The Army is working on a cannon that can fire over extremely long ranges with precision accuracy. The Strategic Long Range Cannon (SLRC) is on its way to providing the United States military such capabilities. A couple of days ago, it seems as if a prototype for the cannon was inadvertently leaked.
Pictures showed up showing an astoundingly big gun being towed by an eight-wheeled vehicle. Along with the picture was models and illustrations explaining the basic parameters of the superweapon.
It looks as though this will be crewed by eight artillerymen and can be moved by a six-wheeled vehicle if need be. It can be transported by air or sea. Four guns will make up a battery, and the cannon will be able to penetrate enemy defenses from up to 1,000 miles.
When you see the mockup, there is a particular country that seems to be the motivation for developing this weapon: China.
There is a reference about the cannon’s ability to penetrate A2/AD defenses. What is A2/AD?
It stands for anti-access and area denial. It is a strategy the Chinese are working on that will allow them to block U.S. forces, planes, ships and drones out of a wide area using artillery, radar, defensive systems and air power. The Chinese are using it to keep enemies away from its coast. If they ever decide to invade Taiwan or any other Pacific neighbor, a properly implemented A2/AD defense could keep the U.S. at bay while they carry out operations.
The long-range cannon would be an effective (and potentially inexpensive) way to counteract the Chinese strategy. In theory, the Chinese would be able to intercept planes, drones, and cruise missiles using A2AD, but a barrage of artillery from 1,000 miles away could take out key military targets.
And since the artillery is far away, it would be safe from any counter-battery actions the Chinese would take (unless, of course, they develop a long-range cannon of their own).
Right now, the Army is trying to figure out two things: How to get a projectile to go that far, and how to make it cheap.
As you may remember, the Navy flirted with a long-range gun that could hit targets fired from a ship to land from over 100 miles. The problem was the projectile cost $800,000 EACH. So, the Navy ended up with big guns they can’t shoot.

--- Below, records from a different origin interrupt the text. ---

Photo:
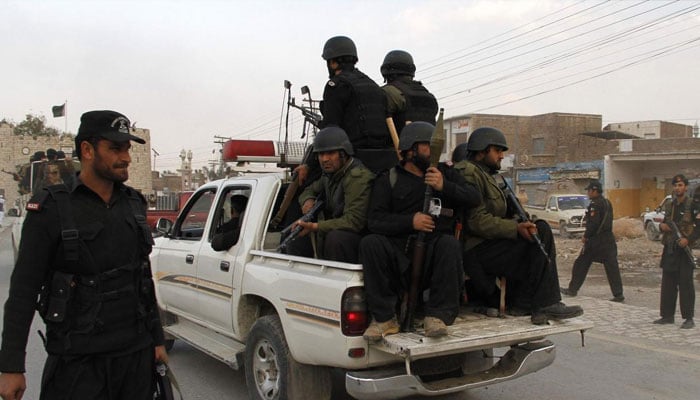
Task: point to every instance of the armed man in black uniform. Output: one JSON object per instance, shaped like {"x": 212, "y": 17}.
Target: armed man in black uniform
{"x": 355, "y": 103}
{"x": 598, "y": 245}
{"x": 498, "y": 244}
{"x": 84, "y": 253}
{"x": 407, "y": 99}
{"x": 677, "y": 263}
{"x": 395, "y": 217}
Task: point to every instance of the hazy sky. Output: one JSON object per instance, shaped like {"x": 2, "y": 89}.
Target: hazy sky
{"x": 190, "y": 70}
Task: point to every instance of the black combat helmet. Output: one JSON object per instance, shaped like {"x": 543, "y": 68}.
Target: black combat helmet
{"x": 482, "y": 138}
{"x": 415, "y": 132}
{"x": 460, "y": 153}
{"x": 398, "y": 62}
{"x": 332, "y": 138}
{"x": 339, "y": 46}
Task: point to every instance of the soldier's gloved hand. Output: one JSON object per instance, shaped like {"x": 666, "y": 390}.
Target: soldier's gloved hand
{"x": 423, "y": 222}
{"x": 433, "y": 177}
{"x": 302, "y": 173}
{"x": 308, "y": 204}
{"x": 526, "y": 230}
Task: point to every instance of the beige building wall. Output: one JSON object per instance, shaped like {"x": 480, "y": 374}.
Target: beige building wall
{"x": 15, "y": 151}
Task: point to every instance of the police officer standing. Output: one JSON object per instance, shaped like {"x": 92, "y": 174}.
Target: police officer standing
{"x": 598, "y": 245}
{"x": 355, "y": 103}
{"x": 676, "y": 265}
{"x": 84, "y": 252}
{"x": 497, "y": 244}
{"x": 395, "y": 218}
{"x": 407, "y": 99}
{"x": 344, "y": 188}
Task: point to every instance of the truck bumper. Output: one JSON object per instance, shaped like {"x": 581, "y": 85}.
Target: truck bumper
{"x": 382, "y": 384}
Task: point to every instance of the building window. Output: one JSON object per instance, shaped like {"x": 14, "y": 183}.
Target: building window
{"x": 538, "y": 145}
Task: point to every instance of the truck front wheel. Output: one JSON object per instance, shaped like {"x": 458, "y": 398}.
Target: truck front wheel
{"x": 272, "y": 373}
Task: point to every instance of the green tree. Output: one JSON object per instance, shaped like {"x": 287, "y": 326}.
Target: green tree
{"x": 34, "y": 125}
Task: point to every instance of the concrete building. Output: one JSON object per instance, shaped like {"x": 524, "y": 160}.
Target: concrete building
{"x": 634, "y": 160}
{"x": 16, "y": 149}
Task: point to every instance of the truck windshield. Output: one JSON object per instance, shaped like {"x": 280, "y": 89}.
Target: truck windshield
{"x": 573, "y": 202}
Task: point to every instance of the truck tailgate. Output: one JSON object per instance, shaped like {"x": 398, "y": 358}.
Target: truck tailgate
{"x": 475, "y": 332}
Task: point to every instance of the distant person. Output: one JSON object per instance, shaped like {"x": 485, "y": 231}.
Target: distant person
{"x": 344, "y": 188}
{"x": 497, "y": 244}
{"x": 227, "y": 234}
{"x": 407, "y": 99}
{"x": 84, "y": 257}
{"x": 676, "y": 265}
{"x": 598, "y": 245}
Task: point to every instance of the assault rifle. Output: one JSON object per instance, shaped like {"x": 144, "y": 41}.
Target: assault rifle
{"x": 308, "y": 217}
{"x": 522, "y": 215}
{"x": 677, "y": 233}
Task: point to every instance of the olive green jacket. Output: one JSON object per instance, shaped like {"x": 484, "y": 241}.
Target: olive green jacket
{"x": 345, "y": 195}
{"x": 488, "y": 220}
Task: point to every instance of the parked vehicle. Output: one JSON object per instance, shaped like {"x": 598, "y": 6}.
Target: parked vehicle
{"x": 564, "y": 212}
{"x": 288, "y": 320}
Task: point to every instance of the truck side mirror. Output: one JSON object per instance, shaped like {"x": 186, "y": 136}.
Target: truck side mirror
{"x": 163, "y": 226}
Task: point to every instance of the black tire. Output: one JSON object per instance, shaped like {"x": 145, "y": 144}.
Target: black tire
{"x": 272, "y": 374}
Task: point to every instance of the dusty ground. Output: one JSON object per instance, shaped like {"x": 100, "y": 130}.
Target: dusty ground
{"x": 639, "y": 265}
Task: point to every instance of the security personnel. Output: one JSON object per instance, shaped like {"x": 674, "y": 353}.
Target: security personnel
{"x": 497, "y": 245}
{"x": 344, "y": 188}
{"x": 676, "y": 265}
{"x": 355, "y": 103}
{"x": 407, "y": 99}
{"x": 84, "y": 253}
{"x": 598, "y": 245}
{"x": 395, "y": 218}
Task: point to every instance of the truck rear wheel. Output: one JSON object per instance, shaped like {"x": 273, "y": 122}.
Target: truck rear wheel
{"x": 272, "y": 373}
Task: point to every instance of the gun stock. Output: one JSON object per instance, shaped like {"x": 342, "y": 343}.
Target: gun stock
{"x": 295, "y": 230}
{"x": 677, "y": 233}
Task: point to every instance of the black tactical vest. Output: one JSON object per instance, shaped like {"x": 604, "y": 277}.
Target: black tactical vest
{"x": 95, "y": 310}
{"x": 421, "y": 105}
{"x": 365, "y": 117}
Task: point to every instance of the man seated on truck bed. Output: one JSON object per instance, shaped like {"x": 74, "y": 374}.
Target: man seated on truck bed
{"x": 395, "y": 219}
{"x": 228, "y": 233}
{"x": 344, "y": 189}
{"x": 497, "y": 244}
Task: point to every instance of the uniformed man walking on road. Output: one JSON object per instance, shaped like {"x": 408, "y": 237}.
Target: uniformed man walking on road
{"x": 407, "y": 99}
{"x": 84, "y": 252}
{"x": 677, "y": 267}
{"x": 395, "y": 217}
{"x": 497, "y": 244}
{"x": 598, "y": 245}
{"x": 344, "y": 187}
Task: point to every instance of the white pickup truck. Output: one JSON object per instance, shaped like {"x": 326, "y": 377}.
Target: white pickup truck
{"x": 289, "y": 320}
{"x": 564, "y": 212}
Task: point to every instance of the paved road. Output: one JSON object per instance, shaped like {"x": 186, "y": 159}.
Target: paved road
{"x": 625, "y": 357}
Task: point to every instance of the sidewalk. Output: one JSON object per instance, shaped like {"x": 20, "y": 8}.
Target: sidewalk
{"x": 634, "y": 322}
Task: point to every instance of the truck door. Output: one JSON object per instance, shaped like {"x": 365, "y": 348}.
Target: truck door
{"x": 220, "y": 256}
{"x": 177, "y": 268}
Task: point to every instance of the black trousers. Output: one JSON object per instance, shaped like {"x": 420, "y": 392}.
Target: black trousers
{"x": 97, "y": 377}
{"x": 533, "y": 279}
{"x": 677, "y": 282}
{"x": 602, "y": 249}
{"x": 387, "y": 276}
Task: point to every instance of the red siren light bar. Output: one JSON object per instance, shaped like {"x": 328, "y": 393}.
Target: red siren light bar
{"x": 268, "y": 151}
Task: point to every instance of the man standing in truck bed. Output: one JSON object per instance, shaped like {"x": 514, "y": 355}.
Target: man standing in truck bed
{"x": 598, "y": 245}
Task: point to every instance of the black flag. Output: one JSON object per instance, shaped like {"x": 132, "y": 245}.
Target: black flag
{"x": 59, "y": 111}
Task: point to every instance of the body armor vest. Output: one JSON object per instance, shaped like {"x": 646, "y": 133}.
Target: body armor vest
{"x": 97, "y": 310}
{"x": 365, "y": 120}
{"x": 421, "y": 105}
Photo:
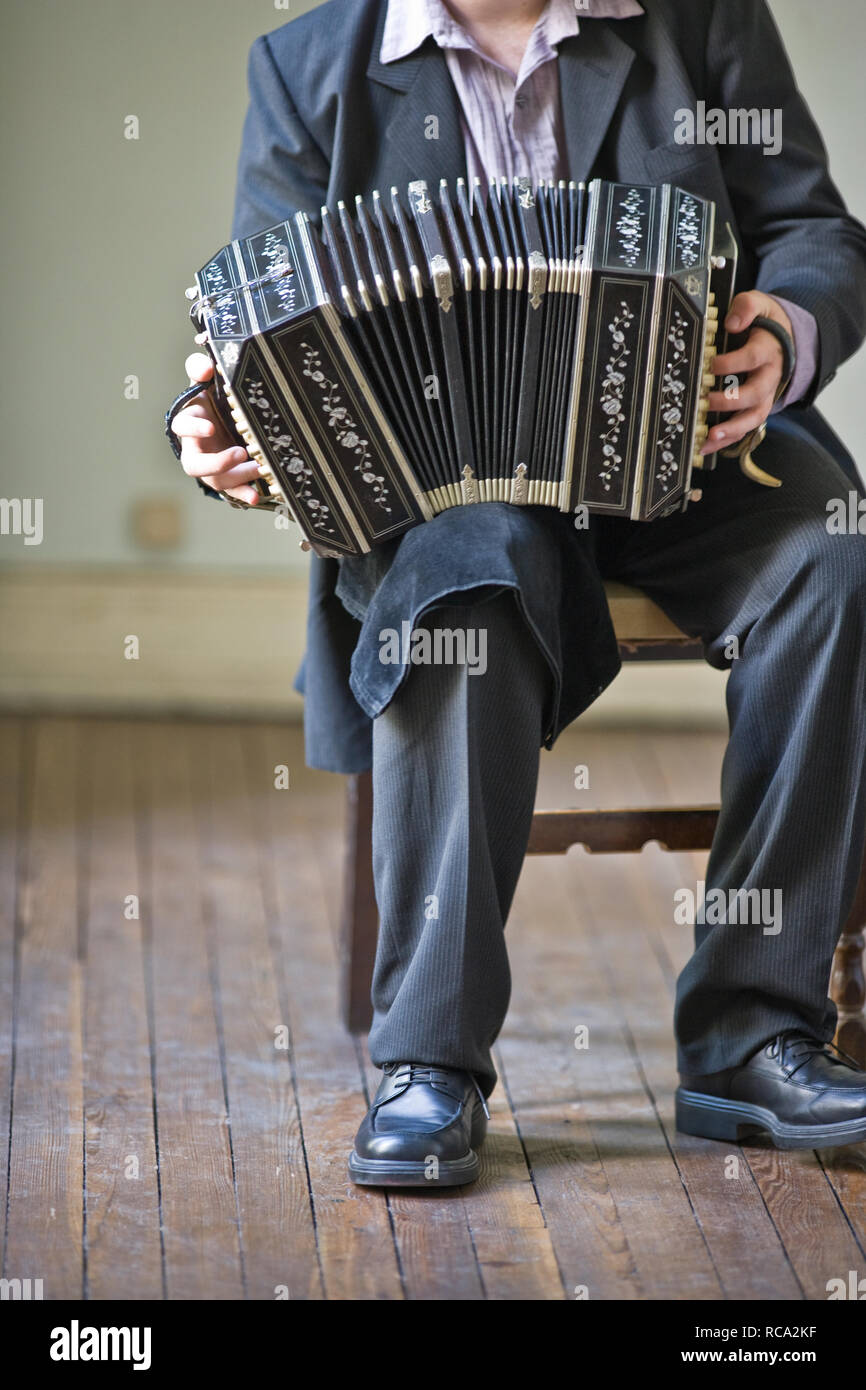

The Army is determined to find a way around this. It is also determined to look at the past so it can prepare for the future. As many of you know, the history of artillery evolved to the point where the Germans were using whole trains to transport super cannons around Europe. But they hit a limit on how far they could go, and with the advent of nuclear weapons, artillery pieces became smaller and more mobile. Bigger bombs (like nuclear weapons) meant development in bombers, ICBMs, submarines and drones.
But with the Chinese developing A2/AD, these assets are potentially ineffective.
How will the Army get around cost and range issues? The answer is ramjets.
Ramjets are engines that turn air intake into energy. A high-velocity projectile, like an artillery round can use the incoming air to propel it further (in theory).
While the leaked picture is a mockup and might not even be close to the final product, it does look like the Army is investing in revolutionizing warfare by taking what was old and making it new again.